At the moment I'm studying manifolds and in the definition of tangent space, the notion of derivation was used in the material I'm reading. I asked here about the matter and it was told me that it's not necessary to have a complete background in abstract algebra to proceed but instead just understand the definition of a derivation.
If I understood well a derivation is a way to extract the main properties of a differential operator: linearity and obeying the product rule. This line of thought leads me to a doubt: every differential operator should obey the product rule, but if a operator is linear and obey the product rule is possible to conclude it's a differential operator (it can calculate rates of change, be used to construct the taylor approximation to the function and every other properties we expect from a derivative)?
Solution 1:
It is really a problem in analysis. To simplify the matter I'll assume that the manifold is a convex (say) open subset $U\subset\mathbb{R}^n$ and that we consider tangent vectors at $0\in U$. We want to show: if $v:C^\infty(U)\to\mathbb{R}$ is a linear map satisfying $v(fg)=v(f)g(0)+v(g)f(0)$ then $v(f)=\sum_i v^i \partial f/\partial x^i\,(0)$ for some numbers $v^i$ (which can be determined by $v^i=v(x^i)$).

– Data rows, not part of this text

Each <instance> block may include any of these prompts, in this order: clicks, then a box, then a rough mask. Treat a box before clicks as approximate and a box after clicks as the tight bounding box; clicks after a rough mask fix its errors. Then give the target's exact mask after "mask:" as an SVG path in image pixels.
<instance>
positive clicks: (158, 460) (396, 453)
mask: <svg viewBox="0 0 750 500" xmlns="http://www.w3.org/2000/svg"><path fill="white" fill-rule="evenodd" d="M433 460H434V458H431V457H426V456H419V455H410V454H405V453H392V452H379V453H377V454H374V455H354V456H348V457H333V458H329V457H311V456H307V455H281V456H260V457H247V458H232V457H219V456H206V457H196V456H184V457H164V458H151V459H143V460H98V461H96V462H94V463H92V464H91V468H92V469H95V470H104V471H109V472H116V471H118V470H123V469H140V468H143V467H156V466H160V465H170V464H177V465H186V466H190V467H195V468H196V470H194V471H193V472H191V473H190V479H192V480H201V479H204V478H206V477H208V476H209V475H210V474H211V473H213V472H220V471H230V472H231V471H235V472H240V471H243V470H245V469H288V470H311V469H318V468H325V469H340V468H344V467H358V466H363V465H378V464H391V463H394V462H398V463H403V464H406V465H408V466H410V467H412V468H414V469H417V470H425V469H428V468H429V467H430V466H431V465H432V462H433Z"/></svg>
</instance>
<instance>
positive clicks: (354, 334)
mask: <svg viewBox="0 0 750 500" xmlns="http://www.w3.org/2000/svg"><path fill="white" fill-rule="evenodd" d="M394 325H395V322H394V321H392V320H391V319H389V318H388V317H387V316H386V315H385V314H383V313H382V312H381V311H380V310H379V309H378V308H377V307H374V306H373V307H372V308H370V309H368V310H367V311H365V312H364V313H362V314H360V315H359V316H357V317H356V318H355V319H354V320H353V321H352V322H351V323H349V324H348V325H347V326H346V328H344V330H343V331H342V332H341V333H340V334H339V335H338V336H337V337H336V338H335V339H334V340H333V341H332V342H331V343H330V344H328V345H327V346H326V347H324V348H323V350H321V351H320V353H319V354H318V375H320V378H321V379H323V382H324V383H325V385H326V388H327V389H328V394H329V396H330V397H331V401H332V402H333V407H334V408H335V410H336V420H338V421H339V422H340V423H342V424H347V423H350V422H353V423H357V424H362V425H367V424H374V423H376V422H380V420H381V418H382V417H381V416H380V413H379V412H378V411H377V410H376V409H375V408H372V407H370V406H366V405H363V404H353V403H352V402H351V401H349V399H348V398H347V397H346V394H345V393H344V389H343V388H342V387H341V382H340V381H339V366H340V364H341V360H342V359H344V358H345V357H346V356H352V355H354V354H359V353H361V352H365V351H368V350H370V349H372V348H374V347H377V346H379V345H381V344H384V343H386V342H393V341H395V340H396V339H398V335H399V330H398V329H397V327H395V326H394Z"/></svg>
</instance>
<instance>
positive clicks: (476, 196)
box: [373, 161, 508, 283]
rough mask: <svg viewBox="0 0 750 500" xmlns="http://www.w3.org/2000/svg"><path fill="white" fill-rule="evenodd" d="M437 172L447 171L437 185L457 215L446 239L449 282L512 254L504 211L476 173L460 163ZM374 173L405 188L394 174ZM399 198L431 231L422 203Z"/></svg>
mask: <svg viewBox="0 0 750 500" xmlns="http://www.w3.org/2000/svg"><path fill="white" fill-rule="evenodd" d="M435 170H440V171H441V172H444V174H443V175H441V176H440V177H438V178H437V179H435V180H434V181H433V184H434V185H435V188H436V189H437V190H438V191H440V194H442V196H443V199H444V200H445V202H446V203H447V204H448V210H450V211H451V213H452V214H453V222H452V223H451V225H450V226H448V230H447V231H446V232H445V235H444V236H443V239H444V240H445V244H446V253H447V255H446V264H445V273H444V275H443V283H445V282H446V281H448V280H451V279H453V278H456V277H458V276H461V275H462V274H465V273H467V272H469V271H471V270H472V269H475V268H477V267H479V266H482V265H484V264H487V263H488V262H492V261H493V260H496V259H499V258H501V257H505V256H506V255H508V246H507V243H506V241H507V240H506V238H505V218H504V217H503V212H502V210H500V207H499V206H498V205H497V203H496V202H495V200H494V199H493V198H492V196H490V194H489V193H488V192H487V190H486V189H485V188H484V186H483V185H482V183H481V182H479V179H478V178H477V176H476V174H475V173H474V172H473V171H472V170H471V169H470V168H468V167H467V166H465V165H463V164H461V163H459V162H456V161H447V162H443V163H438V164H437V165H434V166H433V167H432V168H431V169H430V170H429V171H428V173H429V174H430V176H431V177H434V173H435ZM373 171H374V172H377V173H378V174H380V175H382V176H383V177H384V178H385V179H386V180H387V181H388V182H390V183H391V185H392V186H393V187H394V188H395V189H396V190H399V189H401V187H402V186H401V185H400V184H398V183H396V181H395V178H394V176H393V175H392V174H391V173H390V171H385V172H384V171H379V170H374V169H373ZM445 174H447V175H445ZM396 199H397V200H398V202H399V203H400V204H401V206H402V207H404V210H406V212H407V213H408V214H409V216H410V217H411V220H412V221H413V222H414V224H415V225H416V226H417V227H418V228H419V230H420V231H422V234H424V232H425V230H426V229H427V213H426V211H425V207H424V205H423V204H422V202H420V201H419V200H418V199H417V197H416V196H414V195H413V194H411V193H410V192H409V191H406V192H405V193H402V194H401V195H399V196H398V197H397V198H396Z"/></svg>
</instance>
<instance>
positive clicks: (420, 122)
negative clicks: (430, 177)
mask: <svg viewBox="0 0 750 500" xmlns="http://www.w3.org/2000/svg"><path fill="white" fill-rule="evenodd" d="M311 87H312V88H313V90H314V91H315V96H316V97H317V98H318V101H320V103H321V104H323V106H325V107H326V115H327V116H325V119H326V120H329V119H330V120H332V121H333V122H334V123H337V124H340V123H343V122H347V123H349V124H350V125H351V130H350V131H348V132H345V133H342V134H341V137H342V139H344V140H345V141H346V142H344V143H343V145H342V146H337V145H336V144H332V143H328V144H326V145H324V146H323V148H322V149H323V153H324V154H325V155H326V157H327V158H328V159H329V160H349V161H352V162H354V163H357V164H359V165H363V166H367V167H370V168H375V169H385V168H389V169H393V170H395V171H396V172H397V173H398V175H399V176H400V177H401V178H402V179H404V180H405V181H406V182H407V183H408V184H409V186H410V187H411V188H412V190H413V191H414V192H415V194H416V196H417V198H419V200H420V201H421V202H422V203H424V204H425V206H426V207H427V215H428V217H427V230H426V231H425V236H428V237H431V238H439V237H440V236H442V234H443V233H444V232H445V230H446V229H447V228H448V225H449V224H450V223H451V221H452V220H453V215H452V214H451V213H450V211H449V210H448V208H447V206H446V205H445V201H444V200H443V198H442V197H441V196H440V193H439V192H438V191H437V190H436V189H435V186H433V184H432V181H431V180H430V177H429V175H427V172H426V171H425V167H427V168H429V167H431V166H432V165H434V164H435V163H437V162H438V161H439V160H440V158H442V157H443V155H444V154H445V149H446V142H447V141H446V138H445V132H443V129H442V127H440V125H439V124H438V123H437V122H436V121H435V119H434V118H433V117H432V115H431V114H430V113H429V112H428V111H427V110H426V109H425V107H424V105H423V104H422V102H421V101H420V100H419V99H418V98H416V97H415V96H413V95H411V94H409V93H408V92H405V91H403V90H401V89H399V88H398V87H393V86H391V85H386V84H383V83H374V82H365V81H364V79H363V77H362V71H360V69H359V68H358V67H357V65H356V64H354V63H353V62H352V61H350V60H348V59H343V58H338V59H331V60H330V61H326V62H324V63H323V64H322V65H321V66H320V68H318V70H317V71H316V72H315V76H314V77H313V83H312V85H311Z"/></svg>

We need an analytical lemma: there are functions $g_i\in C^\infty(U)$ such that $f=f(0)+\sum_i x^i g_i$. From there we get $\partial f/\partial x^i\,(0)=g_i(0)$ and (using $v(constant)=0$) $v(f)=\sum_i v(x^i) g_i(0)$. Together we get $v(f)=\sum_i v(x^i)\partial f/\partial x^i\,(0)$ as we wanted to show.
To prove the lemma we can just use $$f(x)=f(0)+\int_0^1 \frac{d}{dt}f(tx) dt=f(0)+\sum_i x^i\int_0^1\partial f/\partial x^i\,(tx)\,dt.$$
For a general manifold one needs a bit more work ($U$ is then a coordinate chart), but it's still just analysis.